É preciso estar sempre atento, mas que isso não seja motivo para se perder a leveza do passo, nem a cadência do corpo. Para que a vida seja sempre um encontro, feito o beija-flor com a flor, ou o rio com o mar. Se é preciso atenção, e, sabemos que é, resta a dúvida. Em quê? No trabalho? Na casa? No relógio sobre a parede marcando nosso tempo de ir e vir? No homem que passa cabisbaixo? Na folha caída ao chão? Na moringa de barro, no cesto de vime, na garrafa de vinho, nas toalhas brancas com dobras bem marcadas dos finos restaurantes? Em teu doce olhar? Ou na dura realidade da vida — na moça apressada atrás do ônibus? Na feira? No preço do pão? Na tragédia da criança morta no semáforo? É preciso ir além. Estar atento aos minúsculos seres vivos da flora e da fauna, no cheiro da terra molhada, nos movimentos climáticos, nas ondas do mar, na vida que palpita em tudo e em todos. Atentos ao sabor e ao saber. Mas é chegada a hora da atenção maior, aquela a qual fomos chamados para que a vida não seja um simples passar. É preciso estar atento, sem descanso, numa busca incessante e prazerosa para nos conhecermos cada vez mais e saber quem realmente somos.

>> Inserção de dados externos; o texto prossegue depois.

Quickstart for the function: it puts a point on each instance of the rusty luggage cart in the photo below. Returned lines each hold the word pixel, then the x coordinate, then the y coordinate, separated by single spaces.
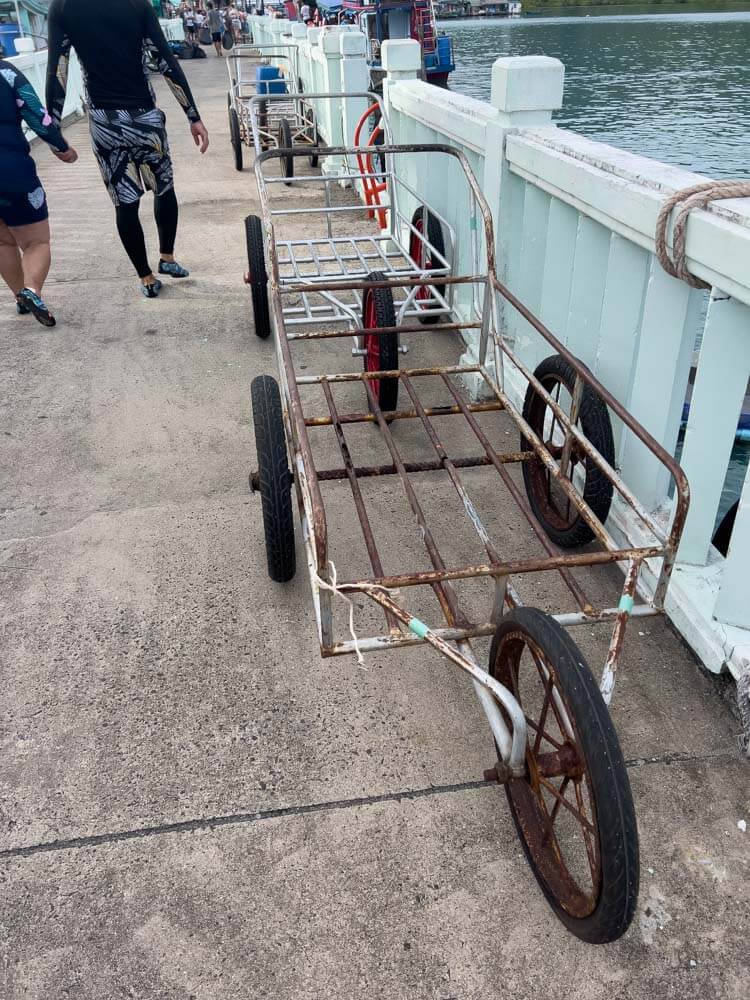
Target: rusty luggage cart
pixel 558 755
pixel 284 116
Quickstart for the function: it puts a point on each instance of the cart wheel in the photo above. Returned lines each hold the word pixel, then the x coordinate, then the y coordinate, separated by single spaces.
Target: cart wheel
pixel 274 478
pixel 285 142
pixel 427 226
pixel 382 349
pixel 314 157
pixel 257 277
pixel 234 135
pixel 552 508
pixel 573 809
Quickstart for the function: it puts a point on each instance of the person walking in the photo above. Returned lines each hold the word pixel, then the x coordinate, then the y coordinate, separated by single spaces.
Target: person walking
pixel 215 20
pixel 128 131
pixel 25 255
pixel 190 24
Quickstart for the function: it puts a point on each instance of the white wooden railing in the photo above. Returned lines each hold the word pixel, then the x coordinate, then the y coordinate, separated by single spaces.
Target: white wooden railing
pixel 34 66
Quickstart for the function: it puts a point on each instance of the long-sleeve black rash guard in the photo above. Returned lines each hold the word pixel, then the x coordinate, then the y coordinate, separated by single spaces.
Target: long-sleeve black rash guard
pixel 110 39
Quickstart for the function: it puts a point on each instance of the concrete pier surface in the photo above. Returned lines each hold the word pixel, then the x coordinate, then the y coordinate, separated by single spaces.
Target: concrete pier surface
pixel 193 805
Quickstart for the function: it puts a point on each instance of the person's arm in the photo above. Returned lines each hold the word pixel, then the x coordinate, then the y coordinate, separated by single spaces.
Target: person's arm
pixel 58 55
pixel 167 64
pixel 32 112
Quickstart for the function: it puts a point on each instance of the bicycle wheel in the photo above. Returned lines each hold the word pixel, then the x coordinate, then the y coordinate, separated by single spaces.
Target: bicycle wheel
pixel 552 507
pixel 573 809
pixel 381 349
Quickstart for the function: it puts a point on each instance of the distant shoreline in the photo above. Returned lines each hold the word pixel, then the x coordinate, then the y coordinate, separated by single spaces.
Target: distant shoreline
pixel 539 6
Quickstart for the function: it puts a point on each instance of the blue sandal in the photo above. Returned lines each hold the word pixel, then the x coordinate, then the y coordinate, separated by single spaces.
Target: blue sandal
pixel 33 303
pixel 173 269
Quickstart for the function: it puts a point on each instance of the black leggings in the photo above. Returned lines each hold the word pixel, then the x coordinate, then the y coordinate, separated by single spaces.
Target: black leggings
pixel 131 232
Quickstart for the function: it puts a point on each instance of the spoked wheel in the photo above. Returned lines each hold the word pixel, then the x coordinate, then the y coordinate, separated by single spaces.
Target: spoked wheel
pixel 285 142
pixel 274 480
pixel 552 507
pixel 429 229
pixel 236 139
pixel 573 809
pixel 381 349
pixel 257 276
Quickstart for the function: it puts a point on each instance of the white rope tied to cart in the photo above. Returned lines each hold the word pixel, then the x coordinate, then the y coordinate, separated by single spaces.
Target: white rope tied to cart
pixel 365 588
pixel 697 196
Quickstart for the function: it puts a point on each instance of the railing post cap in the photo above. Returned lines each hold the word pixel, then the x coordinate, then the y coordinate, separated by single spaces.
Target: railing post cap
pixel 527 83
pixel 401 55
pixel 352 43
pixel 329 41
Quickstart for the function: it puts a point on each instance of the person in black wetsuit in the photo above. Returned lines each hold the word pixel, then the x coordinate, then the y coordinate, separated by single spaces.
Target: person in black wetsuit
pixel 24 228
pixel 128 131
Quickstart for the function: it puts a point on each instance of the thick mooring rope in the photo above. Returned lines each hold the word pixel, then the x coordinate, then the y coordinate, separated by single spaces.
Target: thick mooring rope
pixel 697 196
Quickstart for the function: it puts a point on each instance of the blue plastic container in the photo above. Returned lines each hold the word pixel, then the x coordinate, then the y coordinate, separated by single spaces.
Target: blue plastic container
pixel 8 35
pixel 268 80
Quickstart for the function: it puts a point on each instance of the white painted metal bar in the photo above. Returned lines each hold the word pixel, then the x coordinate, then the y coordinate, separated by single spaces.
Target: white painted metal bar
pixel 660 379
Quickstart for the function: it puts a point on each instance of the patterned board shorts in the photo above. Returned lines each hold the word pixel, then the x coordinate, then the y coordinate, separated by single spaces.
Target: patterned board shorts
pixel 133 152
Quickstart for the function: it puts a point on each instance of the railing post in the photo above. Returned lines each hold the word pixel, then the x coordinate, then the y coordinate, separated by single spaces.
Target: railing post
pixel 299 37
pixel 660 376
pixel 720 383
pixel 355 78
pixel 329 44
pixel 402 60
pixel 525 91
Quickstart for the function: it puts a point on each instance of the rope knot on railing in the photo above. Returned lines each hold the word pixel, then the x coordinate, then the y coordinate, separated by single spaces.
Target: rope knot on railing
pixel 697 196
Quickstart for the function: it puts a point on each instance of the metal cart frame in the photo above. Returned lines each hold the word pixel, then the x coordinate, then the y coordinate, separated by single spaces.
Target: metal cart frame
pixel 338 317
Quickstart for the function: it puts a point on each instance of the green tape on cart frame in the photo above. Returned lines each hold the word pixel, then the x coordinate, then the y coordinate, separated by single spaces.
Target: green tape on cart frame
pixel 418 628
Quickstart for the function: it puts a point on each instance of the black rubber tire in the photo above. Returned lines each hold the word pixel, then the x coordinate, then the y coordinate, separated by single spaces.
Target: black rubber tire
pixel 380 301
pixel 609 786
pixel 595 424
pixel 285 142
pixel 723 534
pixel 314 158
pixel 434 233
pixel 234 135
pixel 274 478
pixel 256 262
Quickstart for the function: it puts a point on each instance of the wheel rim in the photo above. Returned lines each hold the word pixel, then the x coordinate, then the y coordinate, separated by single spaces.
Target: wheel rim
pixel 554 504
pixel 420 254
pixel 372 342
pixel 553 803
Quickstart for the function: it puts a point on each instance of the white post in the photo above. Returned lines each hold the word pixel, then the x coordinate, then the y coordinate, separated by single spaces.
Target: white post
pixel 402 60
pixel 299 37
pixel 355 78
pixel 660 377
pixel 525 91
pixel 720 382
pixel 329 44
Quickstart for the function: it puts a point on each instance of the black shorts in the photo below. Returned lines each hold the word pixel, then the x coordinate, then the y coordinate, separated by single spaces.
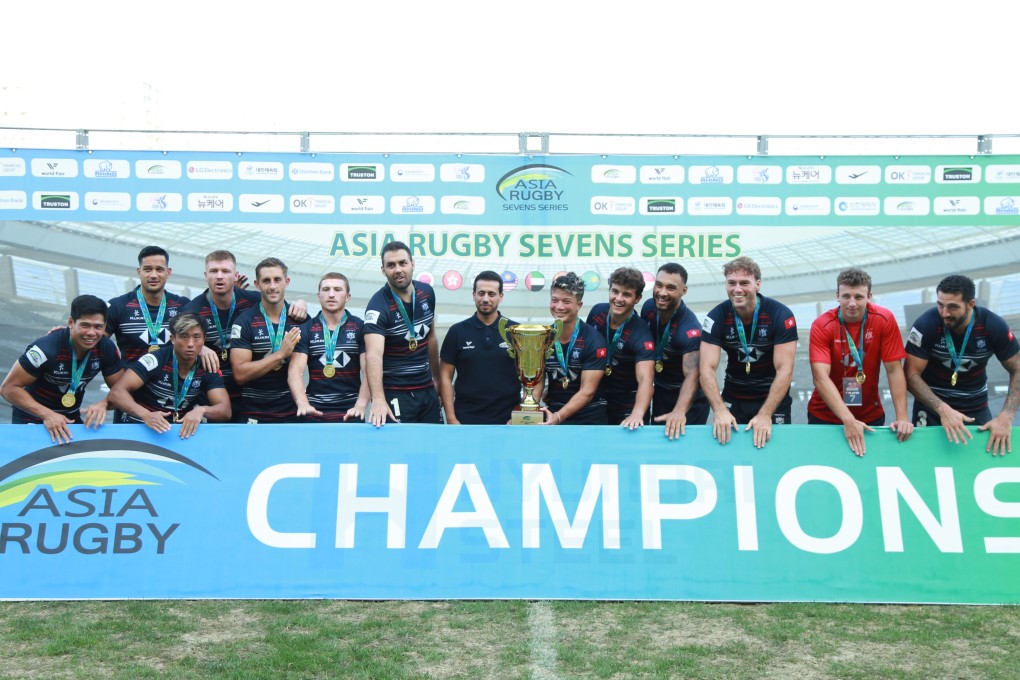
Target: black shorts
pixel 923 416
pixel 415 406
pixel 665 400
pixel 746 409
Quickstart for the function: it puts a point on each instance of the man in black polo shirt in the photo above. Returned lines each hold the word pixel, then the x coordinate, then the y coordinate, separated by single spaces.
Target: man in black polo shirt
pixel 262 341
pixel 759 335
pixel 629 351
pixel 948 352
pixel 47 383
pixel 401 354
pixel 487 388
pixel 678 401
pixel 165 385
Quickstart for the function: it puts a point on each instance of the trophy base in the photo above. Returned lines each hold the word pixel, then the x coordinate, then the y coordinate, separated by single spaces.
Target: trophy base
pixel 526 417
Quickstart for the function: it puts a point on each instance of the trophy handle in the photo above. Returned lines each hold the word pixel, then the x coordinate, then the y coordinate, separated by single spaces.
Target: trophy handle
pixel 503 333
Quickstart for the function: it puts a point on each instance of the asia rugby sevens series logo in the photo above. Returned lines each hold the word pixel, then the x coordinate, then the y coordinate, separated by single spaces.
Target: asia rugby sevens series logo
pixel 91 498
pixel 534 187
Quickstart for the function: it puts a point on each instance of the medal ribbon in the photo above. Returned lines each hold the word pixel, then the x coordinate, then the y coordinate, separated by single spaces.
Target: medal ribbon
pixel 958 358
pixel 275 333
pixel 660 348
pixel 754 326
pixel 616 336
pixel 857 355
pixel 408 318
pixel 155 327
pixel 328 340
pixel 559 350
pixel 224 342
pixel 75 371
pixel 179 397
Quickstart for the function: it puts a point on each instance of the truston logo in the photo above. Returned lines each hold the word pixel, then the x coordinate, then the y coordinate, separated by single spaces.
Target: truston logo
pixel 533 187
pixel 361 172
pixel 91 498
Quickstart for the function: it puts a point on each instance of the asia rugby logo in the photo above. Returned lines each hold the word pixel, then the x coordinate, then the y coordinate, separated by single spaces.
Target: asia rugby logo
pixel 91 498
pixel 533 184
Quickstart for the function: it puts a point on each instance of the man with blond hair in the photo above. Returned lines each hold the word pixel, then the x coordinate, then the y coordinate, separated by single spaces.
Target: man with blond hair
pixel 759 335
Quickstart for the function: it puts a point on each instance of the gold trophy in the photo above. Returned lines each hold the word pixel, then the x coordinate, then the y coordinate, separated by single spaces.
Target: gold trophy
pixel 528 345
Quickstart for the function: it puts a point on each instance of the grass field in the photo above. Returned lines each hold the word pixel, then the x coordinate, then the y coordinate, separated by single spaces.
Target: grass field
pixel 504 639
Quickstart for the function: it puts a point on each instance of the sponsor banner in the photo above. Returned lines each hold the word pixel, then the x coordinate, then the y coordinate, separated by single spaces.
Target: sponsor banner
pixel 556 192
pixel 242 512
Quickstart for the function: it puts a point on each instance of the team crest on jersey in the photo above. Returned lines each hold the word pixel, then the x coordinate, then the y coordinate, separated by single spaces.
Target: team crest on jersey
pixel 36 356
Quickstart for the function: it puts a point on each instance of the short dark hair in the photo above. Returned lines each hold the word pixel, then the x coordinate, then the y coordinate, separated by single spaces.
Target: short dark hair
pixel 183 323
pixel 149 251
pixel 743 263
pixel 395 246
pixel 87 306
pixel 487 275
pixel 955 283
pixel 269 262
pixel 570 282
pixel 674 268
pixel 628 277
pixel 853 277
pixel 334 274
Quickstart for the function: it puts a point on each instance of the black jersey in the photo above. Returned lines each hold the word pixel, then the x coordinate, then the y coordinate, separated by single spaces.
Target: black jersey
pixel 125 322
pixel 403 368
pixel 156 393
pixel 776 325
pixel 49 361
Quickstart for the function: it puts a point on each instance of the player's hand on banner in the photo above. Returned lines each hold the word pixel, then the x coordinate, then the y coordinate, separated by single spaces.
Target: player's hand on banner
pixel 723 424
pixel 157 420
pixel 675 423
pixel 903 429
pixel 1000 438
pixel 56 425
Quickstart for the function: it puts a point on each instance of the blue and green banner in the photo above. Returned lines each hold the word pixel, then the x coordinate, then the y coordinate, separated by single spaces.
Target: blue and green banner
pixel 506 513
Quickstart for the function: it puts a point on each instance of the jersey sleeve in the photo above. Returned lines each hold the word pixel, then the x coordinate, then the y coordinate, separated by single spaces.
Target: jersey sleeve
pixel 819 342
pixel 241 332
pixel 713 328
pixel 306 333
pixel 376 315
pixel 147 366
pixel 109 357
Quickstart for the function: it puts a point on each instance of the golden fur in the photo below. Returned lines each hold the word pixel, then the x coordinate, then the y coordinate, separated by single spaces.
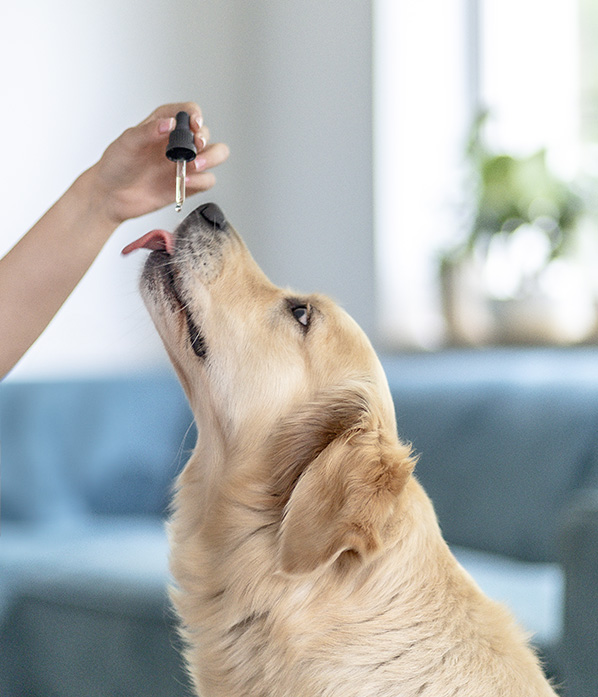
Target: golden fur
pixel 307 558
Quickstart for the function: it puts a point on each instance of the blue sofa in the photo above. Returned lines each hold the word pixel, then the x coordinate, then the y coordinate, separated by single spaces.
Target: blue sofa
pixel 508 443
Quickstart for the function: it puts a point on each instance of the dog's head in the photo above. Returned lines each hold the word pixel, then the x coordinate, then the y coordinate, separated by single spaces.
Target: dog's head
pixel 284 378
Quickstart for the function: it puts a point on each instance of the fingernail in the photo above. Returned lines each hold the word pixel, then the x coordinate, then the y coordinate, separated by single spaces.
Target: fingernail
pixel 166 125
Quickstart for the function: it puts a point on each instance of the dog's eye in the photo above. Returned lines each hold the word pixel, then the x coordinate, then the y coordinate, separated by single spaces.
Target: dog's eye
pixel 301 314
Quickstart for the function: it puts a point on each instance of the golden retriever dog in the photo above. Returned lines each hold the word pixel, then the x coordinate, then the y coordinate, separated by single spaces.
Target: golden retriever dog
pixel 307 559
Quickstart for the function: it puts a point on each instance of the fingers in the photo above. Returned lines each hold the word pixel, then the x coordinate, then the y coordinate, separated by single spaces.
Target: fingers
pixel 171 110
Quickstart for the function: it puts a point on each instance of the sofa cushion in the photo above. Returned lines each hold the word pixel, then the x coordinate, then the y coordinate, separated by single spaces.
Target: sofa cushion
pixel 87 605
pixel 91 446
pixel 533 591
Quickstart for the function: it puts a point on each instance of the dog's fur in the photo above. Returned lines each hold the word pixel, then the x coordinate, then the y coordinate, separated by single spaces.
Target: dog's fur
pixel 308 560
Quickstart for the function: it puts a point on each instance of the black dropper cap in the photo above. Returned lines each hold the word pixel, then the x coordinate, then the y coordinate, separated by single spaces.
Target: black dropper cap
pixel 181 145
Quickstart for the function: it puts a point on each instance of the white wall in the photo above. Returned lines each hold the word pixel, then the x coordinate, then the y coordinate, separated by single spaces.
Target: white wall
pixel 286 84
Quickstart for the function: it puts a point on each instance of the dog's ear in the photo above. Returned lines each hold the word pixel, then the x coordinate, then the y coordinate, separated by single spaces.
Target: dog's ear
pixel 343 483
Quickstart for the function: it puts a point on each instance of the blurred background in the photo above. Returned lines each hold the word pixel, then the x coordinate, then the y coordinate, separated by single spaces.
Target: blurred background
pixel 352 169
pixel 430 164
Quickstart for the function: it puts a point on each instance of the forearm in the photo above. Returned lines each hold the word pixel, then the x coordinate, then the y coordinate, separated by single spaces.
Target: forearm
pixel 43 268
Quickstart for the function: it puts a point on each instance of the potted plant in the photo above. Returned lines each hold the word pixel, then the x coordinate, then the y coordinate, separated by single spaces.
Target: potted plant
pixel 513 277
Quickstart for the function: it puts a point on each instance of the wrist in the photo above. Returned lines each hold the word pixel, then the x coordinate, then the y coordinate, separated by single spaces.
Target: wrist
pixel 94 201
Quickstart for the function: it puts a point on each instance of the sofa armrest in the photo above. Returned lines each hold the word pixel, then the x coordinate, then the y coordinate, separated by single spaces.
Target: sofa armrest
pixel 579 549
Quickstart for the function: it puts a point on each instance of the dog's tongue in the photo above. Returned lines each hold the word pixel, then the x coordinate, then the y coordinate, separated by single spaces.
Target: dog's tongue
pixel 160 240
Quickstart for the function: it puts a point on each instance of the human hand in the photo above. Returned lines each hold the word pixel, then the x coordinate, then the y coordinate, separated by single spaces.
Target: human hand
pixel 134 176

domingo, 9 de janeiro de 2011

Poema em prosa

O poema, para ser poema, precisa do verso?
O poema depende do verso?
É refém do verso?
Há poema fora do verso?

O GRANDE DESASTRE AÉREO DE ONTEM
“Vejo sangue no ar, vejo o piloto que levava uma flor para a noiva, abraçado com a hélice. E o violinista em que a morte acentuou a palidez, despenhar-se com sua cabeleira negra e seu stradivárius. Há mãos e pernas de dançarinas arremessadas na explosão. Corpos irreconhecíveis identificados pelo Grande Reconhecedor. Vejo sangue no ar, vejo chuva de sangue caindo nas nuvens batizadas pelo sangue dos poetas mártires. Vejo a nadadora belíssima, no seu último salto de banhista, mais rápida porque vem sem vida. Vejo três meninas caindo rápidas, enfunadas, como se dançassem ainda. E vejo a louca abraçada ao ramalhete de rosas que ela pensou ser o pára-quedas, e a prima-dona com a longa cauda de lantejoulas riscando o céu como um cometa. E o sino que ia para uma capela do oeste, vir dobrando finados pelos pobres mortos. Presumo que a moça adormecida na cabine ainda vem dormindo, tão tranqüila e cega! Ó amigos, o paralítico vem com extrema rapidez, vem como uma estrela cadente, vem com as pernas do vento. Chove sangue sobre as nuvens de Deus. E há poetas míopes que pensam que é o arrebol”. Jorge de Lima

EMBRIAGAI-VOS
“É necessário estar sempre bêbado. Tudo se reduz a isso; eis o único problema. Para não sentirdes o fardo horrível do Tempo, que vos abate e voz faz pender para a terra, é preciso que vos embriagueis sem cessar. Mas de quê? De vinho, de poesia ou de virtude, como achardes melhor. Contanto que vos embriagueis. E, se algumas vezes, nos degraus de um palácio, na verde relva de um fosso, na desolada solidão do vosso quarto, despertardes, com a embriaguez já atenuada ou desaparecida, perguntai ao vento, à vaga, à estrela, ao pássaro, ao relógio, a tudo o que foge, a tudo o que geme, a tudo o que rola, a tudo o que canta, a tudo o que fala, perguntai-lhes que horas são; e o vento, e a vaga, e a estrela, e o pássaro, e o relógio, hão de vos responder: - É a hora da embriaguez! Para não serdes os martirizados escravos do Tempo, embriagai-vos; embriagai-vos sem tréguas! De vinho, de poesia ou de virtude, como achardes melhor”. Charles Baudelaire

DATA DA POSTAGEM- 24/01/2011
PROPOSTA

Escreva um poema em prosa sobre um fato, um acontecimento ou ainda, em forma de “ensinamento”, “advertência”, como fizeram respectivamente Jorge de Lima e Charles Baudelaire.
  
Alguns clássicos do gênero "poema em prosa”:
- Pequenos poemas em prosa, de Charles Baudelaire (Nova Fronteira).
- Uma estadia no inferno e Iluminações, de Rimbaud (dentro do volume Prosa poética, da Topbooks).
-Os três mal-amados, de João Cabral de Melo Neto (Nova Fronteira, dentro da Poesia completa.